This last weekend we kayaked the seldom run Green Point Creek, a small tributary of the West Fork of the Hood River. We’ve been paddling the West Fork a couple times a week and each time we pass by Green Point Creek we look up at the final rapid and consider paddling it. This Memorial Day, we had the perfect group of kayakers to check it out: J.R., Daren, Adam, and Charles – a fun group of adventurous guys in the mood to try something new and different.
Check out the photos for a rundown of the trip and scroll down to read the full report. Click on any of the photos to see the full set of pictures from our exploratory run down Green Point Creek.
We found a bridge that crossed the creek and even though the water level was low, we knew there was enough to make our way down. We expected a good amount of debris in the creek so we spaced ourselves out and carefully scouted our way through the rapids. We were actually surprised how runnable the creek was and how little wood we came across. There were a number of logs way above the creek and only 3 logs (and in one case a logjam) that required portaging.
After 3-4 miles of paddling, several scouts, and a few log portages, we made our way to the confluence with the West Fork.
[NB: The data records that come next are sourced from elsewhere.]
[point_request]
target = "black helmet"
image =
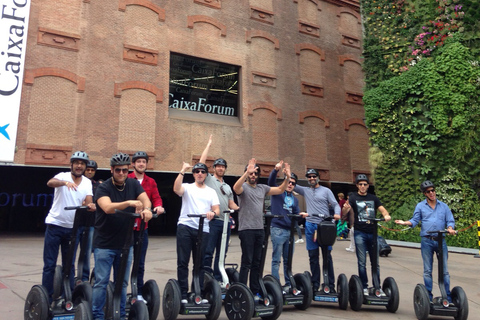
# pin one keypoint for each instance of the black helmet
(140, 155)
(92, 164)
(200, 165)
(361, 177)
(311, 171)
(221, 162)
(426, 184)
(79, 155)
(120, 159)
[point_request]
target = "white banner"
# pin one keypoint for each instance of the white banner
(14, 15)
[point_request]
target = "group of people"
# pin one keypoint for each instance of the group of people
(210, 195)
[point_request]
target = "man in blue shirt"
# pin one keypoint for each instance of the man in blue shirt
(434, 215)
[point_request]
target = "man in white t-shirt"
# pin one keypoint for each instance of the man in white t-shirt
(197, 198)
(71, 189)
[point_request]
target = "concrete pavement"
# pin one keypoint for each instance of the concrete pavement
(21, 267)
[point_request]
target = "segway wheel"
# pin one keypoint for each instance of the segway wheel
(459, 299)
(391, 290)
(151, 294)
(138, 311)
(233, 275)
(355, 293)
(342, 291)
(36, 304)
(83, 311)
(58, 282)
(239, 304)
(213, 293)
(421, 302)
(274, 291)
(171, 300)
(305, 286)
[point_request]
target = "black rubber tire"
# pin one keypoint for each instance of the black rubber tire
(459, 299)
(390, 288)
(83, 311)
(36, 304)
(274, 291)
(342, 291)
(151, 294)
(421, 302)
(355, 293)
(239, 304)
(172, 297)
(305, 286)
(213, 293)
(57, 282)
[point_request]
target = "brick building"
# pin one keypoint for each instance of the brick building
(99, 78)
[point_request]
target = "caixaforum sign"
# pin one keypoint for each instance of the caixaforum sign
(14, 15)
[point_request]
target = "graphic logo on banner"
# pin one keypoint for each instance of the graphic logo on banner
(14, 16)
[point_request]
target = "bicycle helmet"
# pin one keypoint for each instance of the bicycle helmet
(426, 184)
(120, 159)
(361, 177)
(140, 155)
(79, 155)
(200, 165)
(221, 162)
(92, 164)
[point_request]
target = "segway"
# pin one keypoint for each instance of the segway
(326, 236)
(172, 295)
(72, 305)
(240, 303)
(300, 293)
(374, 298)
(440, 305)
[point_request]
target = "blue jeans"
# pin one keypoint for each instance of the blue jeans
(251, 242)
(428, 247)
(55, 238)
(105, 259)
(364, 242)
(213, 245)
(143, 255)
(186, 246)
(280, 244)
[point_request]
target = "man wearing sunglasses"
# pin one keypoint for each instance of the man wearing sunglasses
(251, 197)
(197, 198)
(318, 199)
(434, 215)
(117, 192)
(225, 196)
(364, 205)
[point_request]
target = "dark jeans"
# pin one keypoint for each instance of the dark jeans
(143, 254)
(251, 242)
(213, 245)
(186, 246)
(55, 238)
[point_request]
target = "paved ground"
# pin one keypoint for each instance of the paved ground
(21, 267)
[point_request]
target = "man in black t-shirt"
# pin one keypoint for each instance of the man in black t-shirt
(120, 193)
(364, 205)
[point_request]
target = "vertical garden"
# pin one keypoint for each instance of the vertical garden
(422, 107)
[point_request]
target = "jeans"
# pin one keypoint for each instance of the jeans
(56, 238)
(213, 245)
(186, 246)
(280, 245)
(251, 242)
(87, 250)
(364, 242)
(428, 247)
(105, 259)
(143, 254)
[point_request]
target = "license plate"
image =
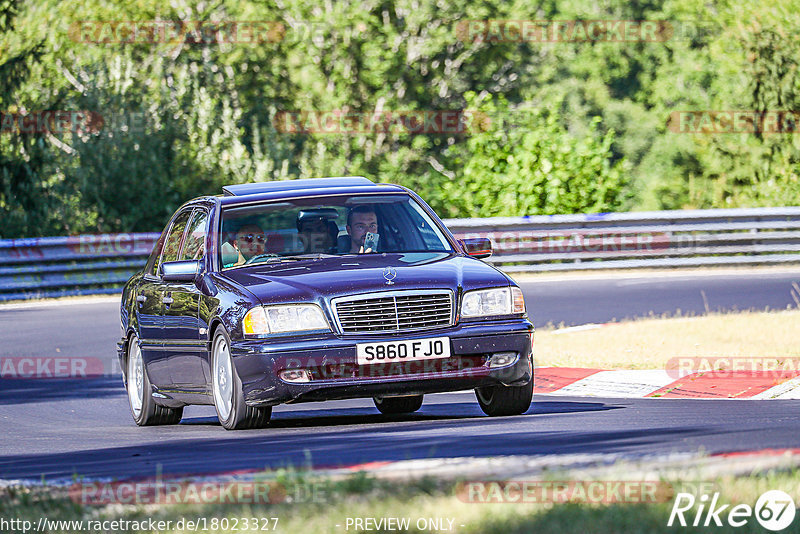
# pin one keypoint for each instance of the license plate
(403, 351)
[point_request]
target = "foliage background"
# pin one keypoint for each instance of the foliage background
(575, 127)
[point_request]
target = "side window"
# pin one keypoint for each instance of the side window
(155, 256)
(194, 244)
(173, 245)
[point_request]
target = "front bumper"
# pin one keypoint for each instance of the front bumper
(331, 363)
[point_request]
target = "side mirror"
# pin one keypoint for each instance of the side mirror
(180, 271)
(477, 247)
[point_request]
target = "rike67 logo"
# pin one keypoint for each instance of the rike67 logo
(774, 510)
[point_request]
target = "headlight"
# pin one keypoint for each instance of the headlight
(285, 318)
(488, 302)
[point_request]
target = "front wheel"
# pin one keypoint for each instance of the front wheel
(397, 405)
(232, 411)
(505, 400)
(144, 410)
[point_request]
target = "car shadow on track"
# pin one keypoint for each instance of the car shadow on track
(440, 411)
(23, 391)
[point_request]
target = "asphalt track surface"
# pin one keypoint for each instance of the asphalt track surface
(60, 428)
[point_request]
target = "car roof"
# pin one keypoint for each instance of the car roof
(264, 191)
(291, 185)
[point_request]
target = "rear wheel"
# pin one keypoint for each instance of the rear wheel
(232, 411)
(396, 405)
(144, 410)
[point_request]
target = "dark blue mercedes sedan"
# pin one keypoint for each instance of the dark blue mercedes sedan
(311, 290)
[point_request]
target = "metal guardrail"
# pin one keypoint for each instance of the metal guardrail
(97, 264)
(690, 238)
(66, 266)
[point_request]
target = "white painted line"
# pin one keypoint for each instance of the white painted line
(619, 384)
(788, 390)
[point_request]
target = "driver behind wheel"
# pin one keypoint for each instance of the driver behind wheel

The last mile or so was especially fun with steep and surprisingly runnable rapids in a tight canyon. At the confluence I challenged J.R. to do a rock spin on the final drop of the creek and he did one of the most beautiful spins I’ve ever seen! Check out the Sundance Facebook page for an awesome play by play of J.R.’s rock spin mastery.
This is one of those kayaking days I’ll never forget because it reminds me why I love kayaking. We worked well as a team and it was nice to overcome challenges in a beautiful canyon with good friends. I wouldn’t recommend Green Point Creek to most kayakers, but if you’re looking for some low volume creeking, rock dodging, and tree portaging in a beautiful place it might be for you!